Hello,
--
we have a database that apparently got corrupted in a crash a few months ago, long enough that there is no "good" backup.
There are at least two tables occasionally emitting errors like this:
ERROR: invalid page header in block 39684 of relation base/12926/32397 while performing SQL query: SQL DML: insert into foo (a, b, c) values (?, ?, ?) | PARAMETERS: foo, bar, baz: org.postgresql.util.PSQLException: ERROR: invalid page header in block 39684 of relation base/12926/32397
The files in question (e.g. 32397) correspond to the table itself, not an index. The larger of these tables has two files (32397 & 32397.1), almost 2G total.
To make things worse, vacuum ends with:
ERROR: could not access status of transaction 2828785257
DETAIL: Could not open file "pg_clog/0A89": No such file or directory.
DETAIL: Could not open file "pg_clog/0A89": No such file or directory.
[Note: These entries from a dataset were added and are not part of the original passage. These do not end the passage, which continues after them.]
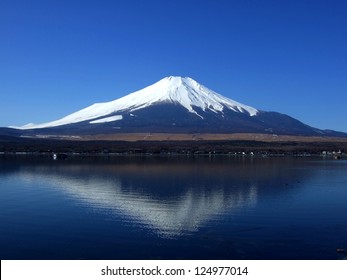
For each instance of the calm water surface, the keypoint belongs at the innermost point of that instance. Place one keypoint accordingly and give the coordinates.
(173, 208)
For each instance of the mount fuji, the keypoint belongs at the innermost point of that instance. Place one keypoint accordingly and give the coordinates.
(173, 105)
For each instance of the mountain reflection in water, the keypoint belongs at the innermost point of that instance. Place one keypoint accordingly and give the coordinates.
(171, 199)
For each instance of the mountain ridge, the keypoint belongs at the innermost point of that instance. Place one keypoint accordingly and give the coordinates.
(174, 105)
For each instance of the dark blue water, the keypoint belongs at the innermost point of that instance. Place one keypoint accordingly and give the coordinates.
(173, 208)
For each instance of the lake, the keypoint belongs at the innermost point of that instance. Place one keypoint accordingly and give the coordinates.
(173, 208)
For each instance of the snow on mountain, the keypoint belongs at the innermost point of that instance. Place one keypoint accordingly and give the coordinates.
(177, 90)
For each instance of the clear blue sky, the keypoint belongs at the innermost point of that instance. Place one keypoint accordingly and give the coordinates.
(58, 56)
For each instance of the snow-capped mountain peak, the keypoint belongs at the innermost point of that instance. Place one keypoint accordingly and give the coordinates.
(183, 91)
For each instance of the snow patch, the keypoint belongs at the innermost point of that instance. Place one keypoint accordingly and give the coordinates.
(109, 119)
(177, 90)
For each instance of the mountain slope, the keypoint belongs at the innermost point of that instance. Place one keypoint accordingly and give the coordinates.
(174, 105)
(175, 90)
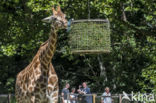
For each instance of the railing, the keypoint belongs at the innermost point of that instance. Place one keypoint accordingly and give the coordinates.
(95, 98)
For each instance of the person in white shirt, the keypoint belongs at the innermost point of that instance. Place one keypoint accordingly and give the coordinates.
(106, 99)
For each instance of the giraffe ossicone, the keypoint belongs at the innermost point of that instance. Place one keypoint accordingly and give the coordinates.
(38, 82)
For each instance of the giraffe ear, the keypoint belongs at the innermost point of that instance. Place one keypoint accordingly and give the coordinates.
(54, 11)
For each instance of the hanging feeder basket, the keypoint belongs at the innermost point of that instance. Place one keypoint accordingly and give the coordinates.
(89, 36)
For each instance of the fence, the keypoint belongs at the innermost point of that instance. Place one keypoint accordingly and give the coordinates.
(96, 98)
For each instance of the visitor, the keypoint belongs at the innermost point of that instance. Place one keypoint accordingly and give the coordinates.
(106, 99)
(85, 90)
(73, 97)
(65, 94)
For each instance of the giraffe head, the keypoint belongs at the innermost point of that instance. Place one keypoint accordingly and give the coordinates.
(57, 19)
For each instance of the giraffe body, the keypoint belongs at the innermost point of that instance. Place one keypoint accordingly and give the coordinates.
(38, 82)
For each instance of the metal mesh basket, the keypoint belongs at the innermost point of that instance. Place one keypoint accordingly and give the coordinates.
(90, 36)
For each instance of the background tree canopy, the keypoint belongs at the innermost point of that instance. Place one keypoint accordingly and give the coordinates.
(129, 67)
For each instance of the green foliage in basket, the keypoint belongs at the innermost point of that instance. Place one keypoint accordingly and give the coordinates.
(89, 36)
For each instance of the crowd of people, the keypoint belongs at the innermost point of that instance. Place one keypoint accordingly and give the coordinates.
(81, 96)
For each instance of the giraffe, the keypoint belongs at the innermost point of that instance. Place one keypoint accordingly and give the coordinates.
(38, 82)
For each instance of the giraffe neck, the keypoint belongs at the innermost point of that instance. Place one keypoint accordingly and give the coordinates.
(48, 52)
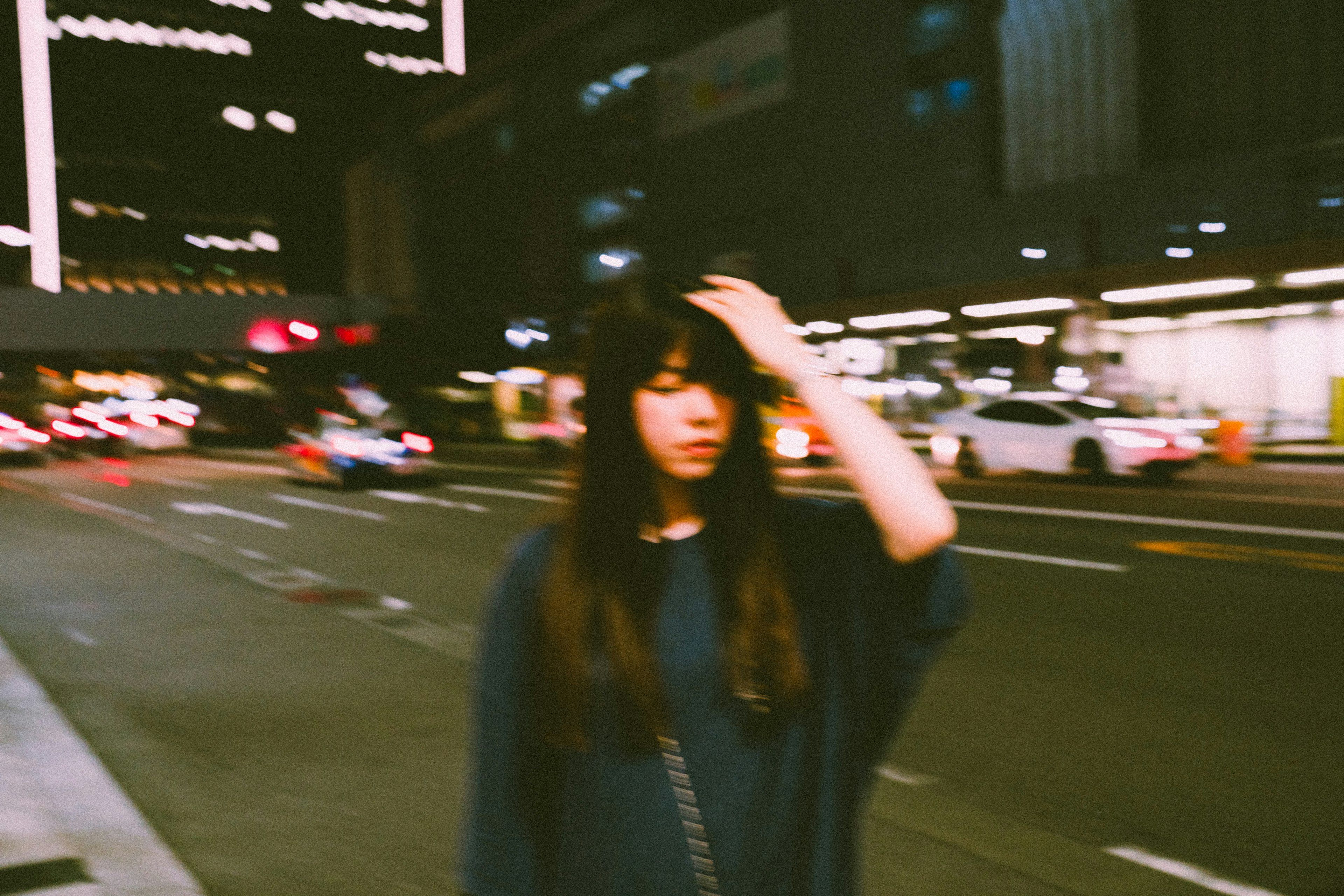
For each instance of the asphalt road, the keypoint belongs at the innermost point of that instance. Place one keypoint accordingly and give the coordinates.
(279, 675)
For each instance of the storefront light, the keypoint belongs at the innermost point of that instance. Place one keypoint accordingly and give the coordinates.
(899, 319)
(1181, 290)
(1314, 277)
(1019, 307)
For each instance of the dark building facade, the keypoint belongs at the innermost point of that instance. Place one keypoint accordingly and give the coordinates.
(865, 158)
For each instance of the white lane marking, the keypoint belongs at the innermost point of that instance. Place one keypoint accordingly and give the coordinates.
(101, 506)
(557, 484)
(904, 777)
(1041, 558)
(80, 637)
(179, 484)
(332, 508)
(217, 510)
(78, 801)
(1104, 516)
(411, 498)
(1186, 871)
(507, 493)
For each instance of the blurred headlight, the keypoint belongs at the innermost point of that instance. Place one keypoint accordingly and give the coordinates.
(1129, 439)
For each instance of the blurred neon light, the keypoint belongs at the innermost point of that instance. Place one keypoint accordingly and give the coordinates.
(85, 414)
(40, 146)
(1027, 335)
(280, 121)
(902, 319)
(240, 117)
(147, 35)
(304, 331)
(1019, 307)
(349, 447)
(455, 37)
(366, 16)
(11, 236)
(1179, 290)
(417, 442)
(1314, 277)
(179, 418)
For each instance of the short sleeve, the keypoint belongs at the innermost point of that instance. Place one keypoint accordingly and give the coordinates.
(883, 622)
(502, 849)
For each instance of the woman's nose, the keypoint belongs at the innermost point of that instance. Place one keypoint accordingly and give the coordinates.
(701, 406)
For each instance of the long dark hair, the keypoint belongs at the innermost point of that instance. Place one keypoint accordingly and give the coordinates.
(603, 592)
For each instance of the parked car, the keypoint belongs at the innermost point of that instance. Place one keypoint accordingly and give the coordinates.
(346, 455)
(1062, 434)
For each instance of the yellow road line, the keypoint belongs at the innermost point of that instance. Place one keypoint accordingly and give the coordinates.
(1242, 554)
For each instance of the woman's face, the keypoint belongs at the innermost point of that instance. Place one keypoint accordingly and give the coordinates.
(685, 426)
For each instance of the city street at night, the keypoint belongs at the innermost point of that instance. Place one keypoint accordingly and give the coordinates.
(277, 675)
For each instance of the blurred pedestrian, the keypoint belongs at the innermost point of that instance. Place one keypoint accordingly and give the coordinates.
(686, 684)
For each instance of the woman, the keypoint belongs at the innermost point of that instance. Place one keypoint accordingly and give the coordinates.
(686, 684)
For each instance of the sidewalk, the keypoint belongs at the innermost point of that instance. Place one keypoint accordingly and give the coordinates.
(66, 828)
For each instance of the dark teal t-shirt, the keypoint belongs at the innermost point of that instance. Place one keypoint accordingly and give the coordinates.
(780, 803)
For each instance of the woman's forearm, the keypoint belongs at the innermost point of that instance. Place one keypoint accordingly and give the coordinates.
(913, 515)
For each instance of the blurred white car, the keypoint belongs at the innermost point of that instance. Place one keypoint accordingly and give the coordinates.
(1061, 434)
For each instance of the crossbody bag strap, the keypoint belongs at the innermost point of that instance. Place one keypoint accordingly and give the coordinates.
(693, 821)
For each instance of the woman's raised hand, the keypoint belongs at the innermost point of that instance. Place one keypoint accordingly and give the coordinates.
(757, 320)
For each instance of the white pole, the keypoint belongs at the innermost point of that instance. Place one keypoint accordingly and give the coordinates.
(40, 144)
(455, 37)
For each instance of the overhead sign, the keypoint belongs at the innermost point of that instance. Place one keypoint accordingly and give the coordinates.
(734, 73)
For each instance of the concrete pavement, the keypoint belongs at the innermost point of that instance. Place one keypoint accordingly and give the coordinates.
(1084, 708)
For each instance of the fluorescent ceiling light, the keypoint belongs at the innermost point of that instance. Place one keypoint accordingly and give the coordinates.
(240, 117)
(1314, 277)
(1139, 324)
(280, 121)
(1021, 307)
(1179, 290)
(901, 319)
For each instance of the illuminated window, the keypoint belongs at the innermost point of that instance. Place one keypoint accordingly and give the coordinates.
(937, 25)
(609, 207)
(607, 265)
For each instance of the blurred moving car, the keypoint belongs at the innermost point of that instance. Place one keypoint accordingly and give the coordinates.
(793, 433)
(1062, 433)
(347, 455)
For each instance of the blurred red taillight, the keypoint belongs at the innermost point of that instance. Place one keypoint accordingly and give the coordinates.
(68, 429)
(417, 442)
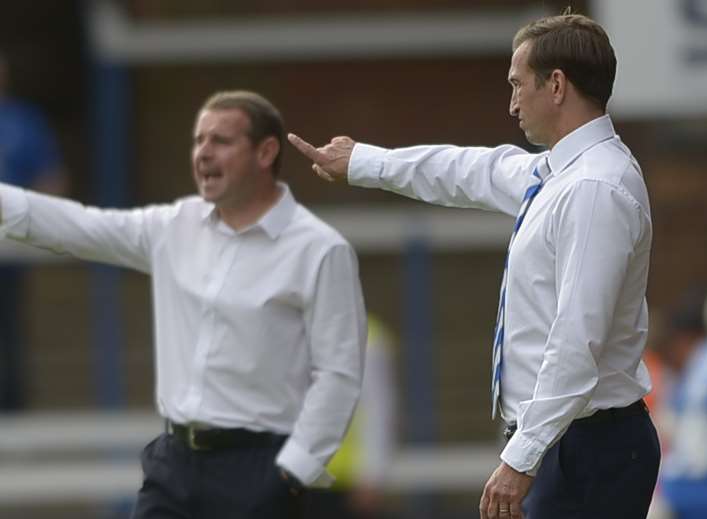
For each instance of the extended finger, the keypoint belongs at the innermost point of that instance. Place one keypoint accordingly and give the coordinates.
(306, 149)
(322, 173)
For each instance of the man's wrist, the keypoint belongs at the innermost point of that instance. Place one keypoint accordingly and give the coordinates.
(294, 484)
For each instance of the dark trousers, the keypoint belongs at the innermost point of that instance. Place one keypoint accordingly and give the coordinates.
(11, 365)
(603, 470)
(232, 483)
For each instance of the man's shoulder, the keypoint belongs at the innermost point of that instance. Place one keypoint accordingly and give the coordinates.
(611, 164)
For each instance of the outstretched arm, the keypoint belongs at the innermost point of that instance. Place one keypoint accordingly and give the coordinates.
(330, 162)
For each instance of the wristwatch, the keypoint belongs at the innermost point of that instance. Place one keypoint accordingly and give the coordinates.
(295, 485)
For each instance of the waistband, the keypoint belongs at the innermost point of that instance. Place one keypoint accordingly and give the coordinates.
(601, 416)
(199, 438)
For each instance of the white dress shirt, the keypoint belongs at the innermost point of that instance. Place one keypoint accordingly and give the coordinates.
(262, 329)
(576, 317)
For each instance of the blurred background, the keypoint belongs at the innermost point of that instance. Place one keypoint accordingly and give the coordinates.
(117, 85)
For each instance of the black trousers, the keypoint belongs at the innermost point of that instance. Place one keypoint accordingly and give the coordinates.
(233, 483)
(604, 470)
(12, 397)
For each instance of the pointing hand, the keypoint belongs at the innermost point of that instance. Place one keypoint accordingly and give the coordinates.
(331, 162)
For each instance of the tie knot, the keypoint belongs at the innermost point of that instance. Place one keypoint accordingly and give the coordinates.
(542, 169)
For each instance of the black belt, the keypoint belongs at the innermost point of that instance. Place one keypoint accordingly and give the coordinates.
(199, 439)
(602, 415)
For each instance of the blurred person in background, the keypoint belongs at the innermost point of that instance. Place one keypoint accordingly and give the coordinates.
(683, 476)
(260, 326)
(362, 463)
(568, 377)
(29, 158)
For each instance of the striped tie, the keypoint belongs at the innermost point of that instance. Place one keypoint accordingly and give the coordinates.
(530, 194)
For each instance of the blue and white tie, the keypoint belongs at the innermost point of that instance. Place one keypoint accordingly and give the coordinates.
(530, 194)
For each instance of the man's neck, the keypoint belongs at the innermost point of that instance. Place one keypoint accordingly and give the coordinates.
(573, 121)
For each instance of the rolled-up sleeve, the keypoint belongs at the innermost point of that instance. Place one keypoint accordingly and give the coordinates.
(450, 176)
(13, 212)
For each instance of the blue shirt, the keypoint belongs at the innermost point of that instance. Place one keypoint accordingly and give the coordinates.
(27, 147)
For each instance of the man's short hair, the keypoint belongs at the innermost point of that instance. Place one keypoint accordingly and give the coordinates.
(265, 119)
(578, 46)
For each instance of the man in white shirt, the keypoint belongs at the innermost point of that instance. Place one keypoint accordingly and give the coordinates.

That file is nowhere to be found.
When I do this:
set zero_damaged_pages = on;
select count(*) from foo
It shows 3 errors like this:
WARNING: invalid page header in block 78550 of relation base/12926/31642; zeroing out page
WARNING: invalid page header in block 78551 of relation base/12926/31642; zeroing out page
WARNING: invalid page header in block 78552 of relation base/12926/31642; zeroing out page
WARNING: invalid page header in block 78551 of relation base/12926/31642; zeroing out page
WARNING: invalid page header in block 78552 of relation base/12926/31642; zeroing out page
One idea I found is to generate a zero file for the missing clog, set zero_damaged_pages=on, then vacuum or recreate the table. Looks like it might work, but I'm trying to understand the implications.
1. When I generate a zero clog file like this, what impact will it have on everything? Can it break anything else in the database, introduce some kind of inconsistency with other (correctly committed) table data?
2. How can I gauge how much actual data (e.g. how many rows) will be lost by doing this (zero clog file + vacuum/recreate table)?
3. Is there some place I can look to reliably tell how many rows the table should have, so I can compare to how many I can read after setting zero_damaged_pages?
4. Is there any way at all to recover/repair the corrupted data at this point?
Konrad Garus